I did think she was nuts for the most part of the book though. This woman has some sort of weird obsession with her kids playing classical musical instruments, and while I understand that music is good, I just don’t get how playing three hours a day every day, playing instruments even while on vacations, and basically just being so obsessed is a healthy sign. I mean, when this family was on holiday in London, they still spent three hours a day practicing on the hotel piano! I thought this was overdoing it so terribly, and I wasn’t surprised at all when her younger daughter rebelled and refused to continue to take classes, and it’s such a shame because she seems genuinely talented.
Another thing I hated in the book was the complete generalization of stereotypes. She throws terms like Asian mother, Chinese mother, Western mother, as though these were strict methodologies and clubs everyone into one or the other bucket. She mocks western parenting styles even though she is born in America and married to an American. I mean her in-laws must have done something right!
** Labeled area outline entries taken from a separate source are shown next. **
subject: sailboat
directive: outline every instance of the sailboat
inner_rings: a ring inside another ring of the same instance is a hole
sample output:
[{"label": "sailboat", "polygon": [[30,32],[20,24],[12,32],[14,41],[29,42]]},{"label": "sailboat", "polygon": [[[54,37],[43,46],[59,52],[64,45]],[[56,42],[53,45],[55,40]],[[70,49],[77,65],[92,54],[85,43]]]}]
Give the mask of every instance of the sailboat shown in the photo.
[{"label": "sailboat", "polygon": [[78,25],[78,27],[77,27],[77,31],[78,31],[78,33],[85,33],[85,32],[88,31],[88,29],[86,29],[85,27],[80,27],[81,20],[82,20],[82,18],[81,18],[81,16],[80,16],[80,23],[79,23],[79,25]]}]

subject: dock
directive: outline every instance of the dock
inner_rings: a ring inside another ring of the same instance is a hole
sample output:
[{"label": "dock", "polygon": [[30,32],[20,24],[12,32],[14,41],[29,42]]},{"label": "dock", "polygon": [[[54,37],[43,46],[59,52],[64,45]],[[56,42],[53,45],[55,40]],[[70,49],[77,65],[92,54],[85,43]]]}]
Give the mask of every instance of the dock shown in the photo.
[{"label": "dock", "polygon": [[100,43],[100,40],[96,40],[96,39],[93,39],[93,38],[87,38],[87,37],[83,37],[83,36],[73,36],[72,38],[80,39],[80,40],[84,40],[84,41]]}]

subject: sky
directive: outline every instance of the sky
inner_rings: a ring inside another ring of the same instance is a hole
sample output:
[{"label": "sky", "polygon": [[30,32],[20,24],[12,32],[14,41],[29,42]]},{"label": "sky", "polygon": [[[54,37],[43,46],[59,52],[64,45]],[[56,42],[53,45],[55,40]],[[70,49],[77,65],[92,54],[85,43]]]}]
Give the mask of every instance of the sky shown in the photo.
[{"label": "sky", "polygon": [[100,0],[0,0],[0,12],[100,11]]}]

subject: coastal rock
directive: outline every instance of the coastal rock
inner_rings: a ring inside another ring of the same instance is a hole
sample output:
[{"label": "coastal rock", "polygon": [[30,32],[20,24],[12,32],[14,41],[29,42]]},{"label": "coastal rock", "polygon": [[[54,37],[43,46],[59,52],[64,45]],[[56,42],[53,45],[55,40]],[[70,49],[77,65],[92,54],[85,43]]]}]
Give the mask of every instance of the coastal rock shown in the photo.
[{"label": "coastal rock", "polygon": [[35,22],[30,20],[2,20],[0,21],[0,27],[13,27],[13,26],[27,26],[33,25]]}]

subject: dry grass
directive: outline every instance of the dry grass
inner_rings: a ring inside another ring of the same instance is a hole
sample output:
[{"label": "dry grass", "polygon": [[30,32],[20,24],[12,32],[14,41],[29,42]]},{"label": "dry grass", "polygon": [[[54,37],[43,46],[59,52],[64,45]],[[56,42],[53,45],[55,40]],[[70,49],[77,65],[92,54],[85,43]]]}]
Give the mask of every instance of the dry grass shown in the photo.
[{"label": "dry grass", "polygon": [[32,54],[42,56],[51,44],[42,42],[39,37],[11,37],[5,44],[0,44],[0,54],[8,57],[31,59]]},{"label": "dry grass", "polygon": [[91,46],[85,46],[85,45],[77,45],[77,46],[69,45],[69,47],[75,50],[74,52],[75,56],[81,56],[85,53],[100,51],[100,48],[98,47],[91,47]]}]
In this whole saga of tiger parenting, other people’s inputs are totally ignored. Her own mother warns her time and again that something is going to break because of the way she runs roughshod on her children, and still she refuses to listen. Of course, her mother was right. Aren’t they always?
Anyway, these are some of the thoughts I had while I read the book. I guess watered down a bit her methods may work, it may also work in specific cultures where children are generally obedient, but I don’t think I got anything too useful out of it to address my parenting problems with Piglet.
Have you read this book? What did you think about her parenting techniques?